Hemingway comes to mind. His short story Hills Like White Elephants is basically him skewering himself and men like him.

Roddenberry had something similar going on, at least later on. Note his obsession with what he wanted to add to the Feringi, like their huge packages and shit and then remember how much he was trying to make them loathsome.

That and the capitalism focus of the Feringi when Roddenberry did his own ruthless things for money makes me wonder if Gene made much of them out of his own demons.

[quote=Yukaphile post_id=57971 time=1564522785 user_id=1793Gene strikes me as conservative. My grandfather was pure-bred working man liberal, and he did not cheat around, and he thought the world of women, and could look on even a hooker with class.
[/quote]

How the hell do you turn such a thing into a political spectrum matter?

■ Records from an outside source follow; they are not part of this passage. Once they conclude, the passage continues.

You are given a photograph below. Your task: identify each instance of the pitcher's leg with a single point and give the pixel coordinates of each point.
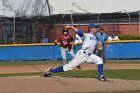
(97, 60)
(63, 53)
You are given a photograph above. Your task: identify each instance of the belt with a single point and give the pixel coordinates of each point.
(87, 53)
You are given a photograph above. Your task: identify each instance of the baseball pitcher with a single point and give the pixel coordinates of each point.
(84, 55)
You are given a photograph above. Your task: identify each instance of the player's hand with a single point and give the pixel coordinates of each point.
(68, 27)
(55, 43)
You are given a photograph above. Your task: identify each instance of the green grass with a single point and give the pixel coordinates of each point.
(131, 74)
(124, 61)
(17, 63)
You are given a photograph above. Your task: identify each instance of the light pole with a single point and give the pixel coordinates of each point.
(71, 11)
(139, 22)
(14, 30)
(129, 20)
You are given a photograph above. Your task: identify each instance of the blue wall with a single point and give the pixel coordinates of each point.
(129, 50)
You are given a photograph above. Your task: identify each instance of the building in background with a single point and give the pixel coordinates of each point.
(27, 21)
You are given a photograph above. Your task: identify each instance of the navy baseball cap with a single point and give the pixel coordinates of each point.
(93, 25)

If we're going by "my grandfather" anecdotes I could say much the same thing about my own grandfather, and go a little bit further due to my family's pragmatic streak (my grandmother was better at math and record keeping, he refused to touch the finances himself even when others prodded him about it because he didn't want to mess it up for her), yet I hardly think you'd have found him to be a Leftie by any measure if only given our Pentecostal history which started with him and my grandmother and their reaction to the excesses of the Roaring Twenties.

The same went for my grandmother who was completely against feminism due to the anti-family, anti-children sentiment she sensed in it despite living, and imparting it onto her daughters, a life centered out a world view of "equal opperunity and equal pay for equal work".